It's almost a ritual, in discussions of the phenomenology of vision, to praise "artists" -- meaning those in the visual arts -- for having an appreciation of visual phenomenology that most of the rest of us lack. However I believe that the truth is the reverse.
Thomas Reid is typical:
I cannot therefore entertain the hope of being intelligible to those readers who have not, by pains and practice, acquired the habit of distinguishing the appearance of objects to the eye, from the judgment which we form by sight of their colour, distance, magnitude, and figure. The only profession in life wherein it is necessary to make this distinction, is that of painting. The painter hath occasion for an abstraction, with regard to visible objects, somewhat similar to that which we here require: and this indeed is the most difficult part of his art. For it is evident, that if he could fix in his imagination the visible appearance of objects, without confounding it with the things signified by that appearance, it would be as easy for him to paint from life, and to give every figure its proper shading and relief, and its perspective proportions, as it is to paint from a copy (An Inquiry into the Human Mind, 1764/1997, p. 82-83).Now this much I'll grant Reid and others who share his view: Traditional, representational painters have the difficult skill of rendering on a two-dimensional canvas an arrangement of paint such that it produces for the eye an arrangement of light importantly similar to what would be produced by the actual three-dimensional scene they are rendering; and it takes much practice to see outward things in terms of how they can be presented on a canvas, for example foreshortened and rendered in the right two-dimensional shapes. But that skill is not the skill of appreciating real visual appearances.
For one thing, the view makes no geometric sense. Three dimensional scenes cannot be rendered in two-dimensions without geometric distortion in size and/or angle -- distortion that becomes more evident the greater the visual angle encompassed. This is why there is always something a little wrong with panoramic photographs. This geometrical difficulty could be avoided if artists drew on concave semispheres instead of flat rectangles. But they don't; and they'd have to relearn the rules of perspective to do so.

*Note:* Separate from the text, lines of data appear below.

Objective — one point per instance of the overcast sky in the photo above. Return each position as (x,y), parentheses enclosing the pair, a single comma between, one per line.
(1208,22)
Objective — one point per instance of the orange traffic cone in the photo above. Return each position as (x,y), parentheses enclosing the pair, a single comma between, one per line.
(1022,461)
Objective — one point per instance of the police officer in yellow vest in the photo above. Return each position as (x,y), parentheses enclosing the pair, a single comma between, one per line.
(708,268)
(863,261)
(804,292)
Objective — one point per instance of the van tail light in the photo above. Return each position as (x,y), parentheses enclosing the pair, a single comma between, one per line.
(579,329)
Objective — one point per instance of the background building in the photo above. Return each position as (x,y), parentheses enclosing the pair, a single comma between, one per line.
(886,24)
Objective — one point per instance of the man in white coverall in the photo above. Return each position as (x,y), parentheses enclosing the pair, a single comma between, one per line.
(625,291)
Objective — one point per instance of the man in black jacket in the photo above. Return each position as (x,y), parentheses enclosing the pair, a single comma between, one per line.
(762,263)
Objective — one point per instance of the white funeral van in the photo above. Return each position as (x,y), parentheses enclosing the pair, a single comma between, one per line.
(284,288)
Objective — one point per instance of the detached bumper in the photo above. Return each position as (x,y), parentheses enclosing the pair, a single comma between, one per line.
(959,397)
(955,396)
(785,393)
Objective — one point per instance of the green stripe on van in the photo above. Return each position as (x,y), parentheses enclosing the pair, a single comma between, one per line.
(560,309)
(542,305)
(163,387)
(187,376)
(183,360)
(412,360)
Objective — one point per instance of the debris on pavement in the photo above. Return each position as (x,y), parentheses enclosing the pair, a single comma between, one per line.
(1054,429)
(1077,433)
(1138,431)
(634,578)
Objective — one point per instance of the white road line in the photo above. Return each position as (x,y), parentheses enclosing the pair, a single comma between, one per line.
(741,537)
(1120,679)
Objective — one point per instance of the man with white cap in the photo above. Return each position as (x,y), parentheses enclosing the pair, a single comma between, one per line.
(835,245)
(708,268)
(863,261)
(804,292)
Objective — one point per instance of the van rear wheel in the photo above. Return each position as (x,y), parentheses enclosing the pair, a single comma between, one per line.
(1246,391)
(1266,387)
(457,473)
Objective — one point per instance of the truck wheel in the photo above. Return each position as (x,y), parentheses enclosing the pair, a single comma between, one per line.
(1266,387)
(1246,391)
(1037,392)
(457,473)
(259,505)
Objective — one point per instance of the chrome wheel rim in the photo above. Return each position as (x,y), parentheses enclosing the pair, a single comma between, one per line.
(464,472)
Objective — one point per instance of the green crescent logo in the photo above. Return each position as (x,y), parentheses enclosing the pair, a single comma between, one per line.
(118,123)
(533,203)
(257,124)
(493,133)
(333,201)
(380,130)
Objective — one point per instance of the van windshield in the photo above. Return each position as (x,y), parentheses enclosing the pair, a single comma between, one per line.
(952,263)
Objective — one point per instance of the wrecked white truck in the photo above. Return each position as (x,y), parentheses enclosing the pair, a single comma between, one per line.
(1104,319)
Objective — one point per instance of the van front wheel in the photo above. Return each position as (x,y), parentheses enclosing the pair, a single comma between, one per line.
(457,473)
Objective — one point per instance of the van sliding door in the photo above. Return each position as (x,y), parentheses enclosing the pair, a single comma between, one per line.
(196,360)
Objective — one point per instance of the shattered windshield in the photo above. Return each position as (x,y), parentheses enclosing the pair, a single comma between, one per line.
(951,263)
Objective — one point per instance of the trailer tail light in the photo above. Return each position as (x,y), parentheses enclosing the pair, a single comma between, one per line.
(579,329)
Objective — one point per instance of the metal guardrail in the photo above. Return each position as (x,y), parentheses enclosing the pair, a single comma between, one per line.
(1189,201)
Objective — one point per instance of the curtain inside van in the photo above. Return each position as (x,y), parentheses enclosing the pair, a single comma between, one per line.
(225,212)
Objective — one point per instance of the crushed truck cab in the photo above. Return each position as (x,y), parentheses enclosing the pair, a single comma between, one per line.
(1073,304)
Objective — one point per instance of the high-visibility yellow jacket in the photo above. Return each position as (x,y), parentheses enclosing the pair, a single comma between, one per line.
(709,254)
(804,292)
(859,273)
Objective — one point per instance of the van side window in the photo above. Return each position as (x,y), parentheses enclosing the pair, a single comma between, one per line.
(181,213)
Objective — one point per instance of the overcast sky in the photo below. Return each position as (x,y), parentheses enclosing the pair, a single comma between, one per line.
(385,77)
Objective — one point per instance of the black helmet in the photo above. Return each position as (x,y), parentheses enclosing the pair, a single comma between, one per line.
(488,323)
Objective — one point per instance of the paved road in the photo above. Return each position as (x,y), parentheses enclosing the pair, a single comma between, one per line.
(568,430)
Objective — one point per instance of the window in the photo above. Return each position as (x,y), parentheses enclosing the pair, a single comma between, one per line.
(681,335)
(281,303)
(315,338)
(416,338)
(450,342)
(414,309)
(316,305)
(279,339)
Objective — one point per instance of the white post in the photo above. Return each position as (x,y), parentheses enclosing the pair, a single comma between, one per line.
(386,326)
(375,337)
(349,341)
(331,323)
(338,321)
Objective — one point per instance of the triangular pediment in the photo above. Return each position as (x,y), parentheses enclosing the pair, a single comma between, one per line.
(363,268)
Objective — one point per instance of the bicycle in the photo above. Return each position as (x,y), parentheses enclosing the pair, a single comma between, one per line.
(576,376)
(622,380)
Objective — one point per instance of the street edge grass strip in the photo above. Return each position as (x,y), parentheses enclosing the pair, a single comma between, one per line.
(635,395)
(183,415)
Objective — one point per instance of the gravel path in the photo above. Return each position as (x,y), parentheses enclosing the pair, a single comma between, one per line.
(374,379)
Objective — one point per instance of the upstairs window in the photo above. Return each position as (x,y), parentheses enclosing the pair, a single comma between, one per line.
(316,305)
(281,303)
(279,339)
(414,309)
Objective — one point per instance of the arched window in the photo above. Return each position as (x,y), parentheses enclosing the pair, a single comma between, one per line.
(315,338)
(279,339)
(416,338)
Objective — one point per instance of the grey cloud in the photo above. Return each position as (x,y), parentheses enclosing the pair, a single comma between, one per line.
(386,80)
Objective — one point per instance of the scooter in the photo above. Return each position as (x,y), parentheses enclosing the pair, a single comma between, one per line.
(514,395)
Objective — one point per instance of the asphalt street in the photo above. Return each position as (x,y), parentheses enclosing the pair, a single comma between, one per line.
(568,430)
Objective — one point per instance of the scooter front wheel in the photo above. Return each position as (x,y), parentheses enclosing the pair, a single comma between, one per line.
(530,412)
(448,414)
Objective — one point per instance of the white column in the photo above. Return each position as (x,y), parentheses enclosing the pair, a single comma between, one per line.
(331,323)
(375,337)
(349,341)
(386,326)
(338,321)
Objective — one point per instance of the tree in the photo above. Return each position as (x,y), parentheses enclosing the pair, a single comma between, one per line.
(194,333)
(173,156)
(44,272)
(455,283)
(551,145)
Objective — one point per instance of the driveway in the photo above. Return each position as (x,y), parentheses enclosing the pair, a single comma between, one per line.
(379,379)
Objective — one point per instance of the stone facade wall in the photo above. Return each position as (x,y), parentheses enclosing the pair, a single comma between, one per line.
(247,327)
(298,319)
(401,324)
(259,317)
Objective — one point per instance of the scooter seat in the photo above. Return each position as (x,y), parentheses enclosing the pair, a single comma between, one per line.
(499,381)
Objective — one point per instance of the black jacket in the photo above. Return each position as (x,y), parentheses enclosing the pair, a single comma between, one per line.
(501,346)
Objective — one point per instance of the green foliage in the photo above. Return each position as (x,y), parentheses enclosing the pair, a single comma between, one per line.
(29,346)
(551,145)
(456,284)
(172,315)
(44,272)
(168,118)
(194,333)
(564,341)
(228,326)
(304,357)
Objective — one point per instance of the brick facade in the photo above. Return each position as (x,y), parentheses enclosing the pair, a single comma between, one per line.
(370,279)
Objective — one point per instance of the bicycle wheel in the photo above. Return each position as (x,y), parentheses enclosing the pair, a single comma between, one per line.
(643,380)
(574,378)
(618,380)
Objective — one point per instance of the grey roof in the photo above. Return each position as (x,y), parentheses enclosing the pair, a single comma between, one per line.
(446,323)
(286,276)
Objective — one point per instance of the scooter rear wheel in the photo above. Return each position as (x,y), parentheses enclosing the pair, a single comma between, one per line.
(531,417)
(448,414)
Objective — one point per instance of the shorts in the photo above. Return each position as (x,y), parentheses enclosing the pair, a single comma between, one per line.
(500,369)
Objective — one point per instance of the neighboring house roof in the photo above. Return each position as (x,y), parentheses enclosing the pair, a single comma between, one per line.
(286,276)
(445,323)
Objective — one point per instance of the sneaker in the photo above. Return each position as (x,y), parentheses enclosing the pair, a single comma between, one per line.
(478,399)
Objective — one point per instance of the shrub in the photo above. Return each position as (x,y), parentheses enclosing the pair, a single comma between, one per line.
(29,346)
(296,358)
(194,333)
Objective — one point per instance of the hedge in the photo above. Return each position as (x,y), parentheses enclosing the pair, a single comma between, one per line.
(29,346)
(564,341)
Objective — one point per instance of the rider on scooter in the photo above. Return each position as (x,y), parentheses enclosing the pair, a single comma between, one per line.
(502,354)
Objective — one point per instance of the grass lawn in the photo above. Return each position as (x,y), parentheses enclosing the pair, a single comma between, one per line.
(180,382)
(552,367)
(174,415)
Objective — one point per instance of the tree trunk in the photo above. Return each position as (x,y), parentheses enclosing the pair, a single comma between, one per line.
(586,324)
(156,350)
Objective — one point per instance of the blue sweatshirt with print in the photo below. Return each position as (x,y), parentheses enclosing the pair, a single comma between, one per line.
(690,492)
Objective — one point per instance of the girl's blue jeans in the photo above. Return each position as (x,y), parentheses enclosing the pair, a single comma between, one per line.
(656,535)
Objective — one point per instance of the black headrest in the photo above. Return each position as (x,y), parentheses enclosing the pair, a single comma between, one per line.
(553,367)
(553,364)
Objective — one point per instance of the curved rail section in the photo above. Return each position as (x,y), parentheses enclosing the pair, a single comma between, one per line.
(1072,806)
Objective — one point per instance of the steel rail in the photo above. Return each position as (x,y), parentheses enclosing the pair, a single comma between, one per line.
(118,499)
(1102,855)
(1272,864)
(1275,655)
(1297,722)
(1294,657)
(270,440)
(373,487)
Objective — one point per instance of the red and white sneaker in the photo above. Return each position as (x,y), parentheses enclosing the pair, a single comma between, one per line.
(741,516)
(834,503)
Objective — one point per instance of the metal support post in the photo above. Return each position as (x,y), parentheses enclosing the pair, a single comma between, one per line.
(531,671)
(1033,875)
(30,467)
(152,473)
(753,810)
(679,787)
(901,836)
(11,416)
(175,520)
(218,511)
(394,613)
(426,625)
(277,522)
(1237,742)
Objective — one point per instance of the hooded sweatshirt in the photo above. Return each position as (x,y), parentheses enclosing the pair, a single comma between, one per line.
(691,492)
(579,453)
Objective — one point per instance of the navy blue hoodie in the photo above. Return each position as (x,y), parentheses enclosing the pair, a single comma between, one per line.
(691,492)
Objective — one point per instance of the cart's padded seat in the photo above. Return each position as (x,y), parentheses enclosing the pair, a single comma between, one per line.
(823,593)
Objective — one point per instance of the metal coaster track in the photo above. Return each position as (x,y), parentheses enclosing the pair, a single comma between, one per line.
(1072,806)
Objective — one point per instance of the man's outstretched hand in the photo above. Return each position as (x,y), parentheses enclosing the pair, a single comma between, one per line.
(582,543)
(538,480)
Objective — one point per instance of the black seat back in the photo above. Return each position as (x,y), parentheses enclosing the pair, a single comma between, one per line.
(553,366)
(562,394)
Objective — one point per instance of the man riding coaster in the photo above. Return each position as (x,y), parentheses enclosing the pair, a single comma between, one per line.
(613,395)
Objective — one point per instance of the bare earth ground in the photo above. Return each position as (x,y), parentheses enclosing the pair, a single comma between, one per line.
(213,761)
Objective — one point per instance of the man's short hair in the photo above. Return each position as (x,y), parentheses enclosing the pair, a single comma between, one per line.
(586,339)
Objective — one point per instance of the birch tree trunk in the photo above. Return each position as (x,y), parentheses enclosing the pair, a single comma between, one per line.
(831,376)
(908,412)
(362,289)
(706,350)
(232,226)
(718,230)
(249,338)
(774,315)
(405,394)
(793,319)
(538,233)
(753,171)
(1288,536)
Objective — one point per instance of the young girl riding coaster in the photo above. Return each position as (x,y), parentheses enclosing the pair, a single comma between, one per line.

Even setting that issue aside: We should not infer from the fact that to create a sense of realism in the viewer an artist must color shadows in such-and-such a way that we really visually experience shadows as colored in that way. We should not infer from the fact that light, and water, and distance, and motion, can be rendered a certain way on canvas to the fact that our visual experience light and water and distance and motion matches such renditions (e.g., motion as either a series of freeze-frames or as blur). The painter learns the skill of seeing the world in a certain way for the purpose of a certain technique, not the skill of apprehending our visual experience as it is in itself.
Since most visual artists don't seem to appreciate this fact, their reports about their visual experience are likely to be less accurate than the reports of non-artists -- distorted by the false assumption that the world as seen for painting is the world as seen for life.